Liz trots out claim on familiar trail
Defense of Native American status comes campaign-tested
With an eye toward 2020, Sen. Elizabeth Warren yesterday tried to head off the ongoing controversy surrounding her claim of Native American ancestry instead of running from it — the way she did when the Herald first pressed her on the issue in 2012.
But let’s be clear — the presidential campaign trail-ready speech she delivered before the National Congress of American Indians contained nothing new. In fact, much of it is straight from her 2012 playbook.
“I get why some people think there’s hay to be made here. You won’t find my family members on any rolls, and I’m not enrolled in a tribe,” Warren admitted, much as she did in 2012. And just as in 2012, yesterday she failed to produce any proof of her Cherokee heritage claim.
“I never used my family tree to get a break or get ahead. I never used it to advance my career,” she added, which was something we heard many times during her nascent Senate campaign — despite having listed herself as a minority in professional directories.

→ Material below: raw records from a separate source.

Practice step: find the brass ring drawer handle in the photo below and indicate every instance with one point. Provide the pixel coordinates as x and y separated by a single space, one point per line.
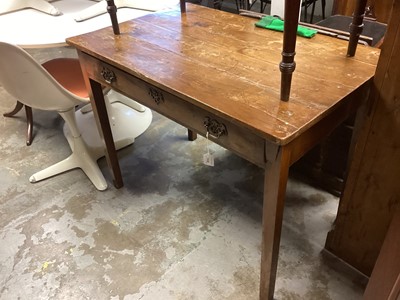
108 75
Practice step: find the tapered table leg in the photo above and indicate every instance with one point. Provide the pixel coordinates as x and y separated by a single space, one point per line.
100 113
276 176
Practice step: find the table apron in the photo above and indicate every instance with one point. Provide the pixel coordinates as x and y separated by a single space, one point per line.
233 137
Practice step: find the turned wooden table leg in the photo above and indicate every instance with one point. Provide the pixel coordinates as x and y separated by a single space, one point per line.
276 176
192 136
287 65
356 26
100 113
112 10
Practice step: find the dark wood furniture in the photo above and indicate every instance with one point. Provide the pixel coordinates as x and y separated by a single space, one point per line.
380 8
216 73
372 189
384 283
244 4
29 120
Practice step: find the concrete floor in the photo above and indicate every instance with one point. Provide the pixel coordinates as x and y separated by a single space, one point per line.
177 230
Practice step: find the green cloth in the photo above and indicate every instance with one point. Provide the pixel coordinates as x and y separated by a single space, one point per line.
274 23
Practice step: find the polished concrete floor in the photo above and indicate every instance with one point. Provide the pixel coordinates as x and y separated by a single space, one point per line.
178 229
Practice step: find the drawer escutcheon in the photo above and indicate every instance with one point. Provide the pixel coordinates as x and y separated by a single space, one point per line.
108 75
215 128
157 96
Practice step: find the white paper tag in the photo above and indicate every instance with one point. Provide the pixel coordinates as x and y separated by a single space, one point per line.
208 159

Warren again leaned on her parents’ backstory.
Her lovesick folks had to elope, she said, because, “my mother’s family was part Native American. And my daddy’s parents were bitterly opposed to their relationship.”
And in another 2012 flashback, Warren blamed her Republican opponent for making her heritage claim an issue.
“They’re gone,” Warren said of her parents, “but the love they shared, the struggles they endured, the family they built, and the story they lived will always be a part of me. And no one — not even the president of the United States — will ever take that part of me away.”
Trump, who dismissively calls Warren “Pocahontas,” got off easy compared to former
U.S. Sen. Scott Brown, who Warren accused of calling her dead parents liars. What was missing from Warren’s repackaged address was accountability for listing herself as a minority in a top law directory for nearly a decade, despite admitting she’s “not enrolled in any tribe.” She added, “And I want to make something clear. I respect that distinction. I understand that tribal membership is determined by tribes — and only by tribes.”
With that in mind, Warren should speak out about Harvard University’s decision to list her in federal affirmative action forms as Native American.
Warren vowed yesterday to champion Native American issues going forward. She could start by acknowledging her own unproven, misguided minority claim.